2009年06月15日 05時21分33秒 | コンサル日誌
 先日の「一般廃棄物を委託する際の注意点」という記事で、一般廃棄物の越境委託は問題ないと説明しました。これについて質問が来ていますので、もう少し詳しく説明します。

■一般廃棄物処理計画の調和(=市町村の事務)
 法第6条は、一般廃棄物処理計画について記載されています。第4項では、以下のように記載されています。
*法第6条第4項*******
 市町村は、その一般廃棄物処理計画を定めるに当たつては、当該市町村の区域内の一般廃棄物の処理に関し関係を有する他の市町村の一般廃棄物処理計画と調和を保つよう努めなければならない。
**************

 一般廃棄物の流出や流入を把握しておかないと、周辺の市町村の一般廃棄物処理計画との調和など取れるはずもありません。

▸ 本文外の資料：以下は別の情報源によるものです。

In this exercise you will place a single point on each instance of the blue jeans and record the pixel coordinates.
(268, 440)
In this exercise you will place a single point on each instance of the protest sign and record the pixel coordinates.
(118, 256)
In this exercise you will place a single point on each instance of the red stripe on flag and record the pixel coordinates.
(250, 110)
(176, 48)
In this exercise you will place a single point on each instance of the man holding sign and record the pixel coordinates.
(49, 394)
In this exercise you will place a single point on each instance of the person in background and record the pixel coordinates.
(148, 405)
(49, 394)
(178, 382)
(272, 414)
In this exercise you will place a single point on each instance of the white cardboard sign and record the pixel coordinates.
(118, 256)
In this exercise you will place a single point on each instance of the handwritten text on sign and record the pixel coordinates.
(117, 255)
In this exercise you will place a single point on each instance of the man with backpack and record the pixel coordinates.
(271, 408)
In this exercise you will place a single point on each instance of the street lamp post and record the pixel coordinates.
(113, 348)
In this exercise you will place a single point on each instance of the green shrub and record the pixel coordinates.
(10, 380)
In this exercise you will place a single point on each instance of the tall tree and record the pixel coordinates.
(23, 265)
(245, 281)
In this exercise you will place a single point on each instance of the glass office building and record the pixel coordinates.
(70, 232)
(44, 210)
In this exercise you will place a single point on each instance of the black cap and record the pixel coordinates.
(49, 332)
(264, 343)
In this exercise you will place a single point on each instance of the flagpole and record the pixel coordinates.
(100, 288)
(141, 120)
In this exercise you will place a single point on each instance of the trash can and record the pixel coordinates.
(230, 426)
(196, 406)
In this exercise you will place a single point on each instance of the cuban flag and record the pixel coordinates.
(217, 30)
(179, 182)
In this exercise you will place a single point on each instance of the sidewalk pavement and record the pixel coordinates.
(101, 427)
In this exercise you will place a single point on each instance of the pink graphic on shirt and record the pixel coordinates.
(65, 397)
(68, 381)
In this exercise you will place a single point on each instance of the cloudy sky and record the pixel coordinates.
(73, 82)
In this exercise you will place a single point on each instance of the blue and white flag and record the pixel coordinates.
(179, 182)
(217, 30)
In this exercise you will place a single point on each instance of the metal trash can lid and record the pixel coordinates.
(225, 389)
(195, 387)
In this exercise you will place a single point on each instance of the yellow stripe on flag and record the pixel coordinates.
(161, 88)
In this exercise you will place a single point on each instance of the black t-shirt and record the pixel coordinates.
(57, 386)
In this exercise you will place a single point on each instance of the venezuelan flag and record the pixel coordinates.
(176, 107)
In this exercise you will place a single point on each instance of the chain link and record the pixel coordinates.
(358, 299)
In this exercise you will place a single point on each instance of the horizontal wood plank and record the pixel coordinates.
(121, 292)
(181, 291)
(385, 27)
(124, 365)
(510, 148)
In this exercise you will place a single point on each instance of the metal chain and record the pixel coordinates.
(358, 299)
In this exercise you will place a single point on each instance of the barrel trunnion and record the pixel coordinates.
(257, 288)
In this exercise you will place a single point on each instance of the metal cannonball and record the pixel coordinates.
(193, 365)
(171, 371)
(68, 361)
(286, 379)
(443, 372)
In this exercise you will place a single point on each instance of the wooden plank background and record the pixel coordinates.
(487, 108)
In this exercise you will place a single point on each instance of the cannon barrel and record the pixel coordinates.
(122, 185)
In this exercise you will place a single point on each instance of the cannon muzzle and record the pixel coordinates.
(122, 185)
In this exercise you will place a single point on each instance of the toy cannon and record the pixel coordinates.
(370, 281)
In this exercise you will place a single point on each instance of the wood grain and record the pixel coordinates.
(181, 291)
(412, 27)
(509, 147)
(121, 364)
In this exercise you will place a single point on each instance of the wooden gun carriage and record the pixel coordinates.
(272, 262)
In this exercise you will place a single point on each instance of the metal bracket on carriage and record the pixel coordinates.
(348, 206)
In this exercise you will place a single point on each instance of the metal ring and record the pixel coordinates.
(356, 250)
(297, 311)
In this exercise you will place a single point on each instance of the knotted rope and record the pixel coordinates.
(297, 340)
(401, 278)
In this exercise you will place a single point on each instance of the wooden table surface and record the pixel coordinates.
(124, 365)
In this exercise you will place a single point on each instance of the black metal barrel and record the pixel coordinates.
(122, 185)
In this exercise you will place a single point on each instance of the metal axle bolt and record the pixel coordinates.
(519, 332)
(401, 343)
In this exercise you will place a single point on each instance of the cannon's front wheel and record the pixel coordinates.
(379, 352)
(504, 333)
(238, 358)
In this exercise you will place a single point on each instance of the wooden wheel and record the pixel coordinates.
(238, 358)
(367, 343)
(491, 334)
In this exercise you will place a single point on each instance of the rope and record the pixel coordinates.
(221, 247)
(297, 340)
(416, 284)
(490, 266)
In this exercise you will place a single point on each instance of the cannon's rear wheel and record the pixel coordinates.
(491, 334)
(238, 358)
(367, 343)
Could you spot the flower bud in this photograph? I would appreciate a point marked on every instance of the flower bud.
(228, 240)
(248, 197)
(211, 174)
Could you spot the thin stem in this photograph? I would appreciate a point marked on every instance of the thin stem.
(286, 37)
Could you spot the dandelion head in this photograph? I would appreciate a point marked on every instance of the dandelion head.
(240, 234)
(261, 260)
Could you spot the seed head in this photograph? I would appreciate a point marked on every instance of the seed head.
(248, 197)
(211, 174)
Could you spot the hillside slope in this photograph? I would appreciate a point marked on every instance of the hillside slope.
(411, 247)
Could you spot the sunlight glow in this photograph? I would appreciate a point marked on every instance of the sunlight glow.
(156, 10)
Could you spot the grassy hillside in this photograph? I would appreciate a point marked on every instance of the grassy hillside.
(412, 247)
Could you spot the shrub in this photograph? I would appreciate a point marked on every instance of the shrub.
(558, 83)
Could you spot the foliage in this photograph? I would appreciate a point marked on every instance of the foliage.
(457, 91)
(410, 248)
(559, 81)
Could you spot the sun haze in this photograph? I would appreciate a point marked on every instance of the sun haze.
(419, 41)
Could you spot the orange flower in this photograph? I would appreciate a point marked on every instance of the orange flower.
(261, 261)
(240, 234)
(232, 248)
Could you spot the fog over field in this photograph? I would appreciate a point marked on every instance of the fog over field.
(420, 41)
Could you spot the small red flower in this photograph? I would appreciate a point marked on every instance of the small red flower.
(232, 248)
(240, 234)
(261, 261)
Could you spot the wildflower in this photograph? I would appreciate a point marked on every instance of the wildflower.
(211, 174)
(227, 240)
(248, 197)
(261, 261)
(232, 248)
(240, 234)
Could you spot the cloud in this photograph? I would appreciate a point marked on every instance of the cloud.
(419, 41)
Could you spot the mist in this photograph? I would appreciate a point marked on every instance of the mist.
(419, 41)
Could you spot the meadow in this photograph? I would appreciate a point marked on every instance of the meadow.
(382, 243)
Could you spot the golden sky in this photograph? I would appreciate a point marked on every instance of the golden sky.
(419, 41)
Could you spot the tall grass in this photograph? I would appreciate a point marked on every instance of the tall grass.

各市町村の区域内での処理が望ましいので、原則越境移動がNGと(指導)されていてもおかしくはありません。
 しかし、この規定は市町村に向けてのものであって、排出事業者には関係はありません。

■市町村の委託基準(=事業者とは無関係)
 一般廃棄物は市町村がちゃんと計画を立てて、責任を持って処理しなければなりません(法第6条の2第1項)。その際には、処理基準を守る必要がありますし、もし委託するのであれば委託基準を守らなければなりません(法第6条の2第2項)。その委託基準については、施行令第4条に記載されており、市町村外にある処分場に委託する(つまり越境委託する)場合について下記のように記載されています。

*施行令第4条第9号************
第七号の規定に基づき指定された一般廃棄物の処分又は再生の場所(広域臨海環境整備センター法第二条第一項 に規定する広域処理場を除く。)が当該処分又は再生を委託した市町村以外の市町村の区域内にあるときは、次によること。
イ 当該処分又は再生の場所がその区域内に含まれる市町村に対し、あらかじめ、次の事項を通知すること。
(1) 処分又は再生の場所の所在地(埋立処分を委託する場合にあつては、埋立地の所在地、面積及び残余の埋立容量)
(2) 受託者の氏名又は名称及び住所並びに法人にあつては代表者の氏名
(3) 処分又は再生に係る一般廃棄物の種類及び数量並びにその処分又は再生の方法
(4) 処分又は再生を開始する年月日
ロ 一般廃棄物の処分又は再生を一年以上にわたり継続して委託するときは、当該委託に係る処分又は再生の実施の状況を環境省令で定めるところにより確認すること
*************

 〔赤字部分〕持ち込み先の市町村に事前通知しなければなりません。さらに〔青字部分〕1年に1回以上実地に状況確認することとされています(施行規則第1条の8参照)。
 しかし、そもそもこの話の大前提である法第6条の2第1項、同条第2項は市町村の責務について述べたものであり、事業者が処理を委託する場合は適用を受けません。そりゃそうですよね、毎年の実地確認を法律で事務付けられるなんて、産業廃棄物より厳しいです。

■事業者の委託基準
 事業者が処理を委託する際の基準は、法第6条の2第6項と同条第7項に記載されています。許可業者に許可の事業の範囲内で委託してください、といういつもの内容でそれ以外にはありません。ただ、条例については別途規定がある可能性がありますので、確認されるとよいでしょう。
 なお、数年前にいくつかの自治体(市町村も含む)に電話で確認したところ、「越境して委託しても特に問題はない」という回答がほとんどでした。持ち込み先の市町村に一言伝えておくとよいかもしれない、条例がないか気をつけたほうがよい、というアドバイスはありましたが、法律で禁止されているという説明は受けていません。

■結論
 ということで、越境を禁止する規定はどこにも見つかりませんので、禁止はされていないと思います。越境委託する場合は、収集運搬の許可が積む場所と卸す場所にあることを確認してください。それが一番大変なんですけどね・・・。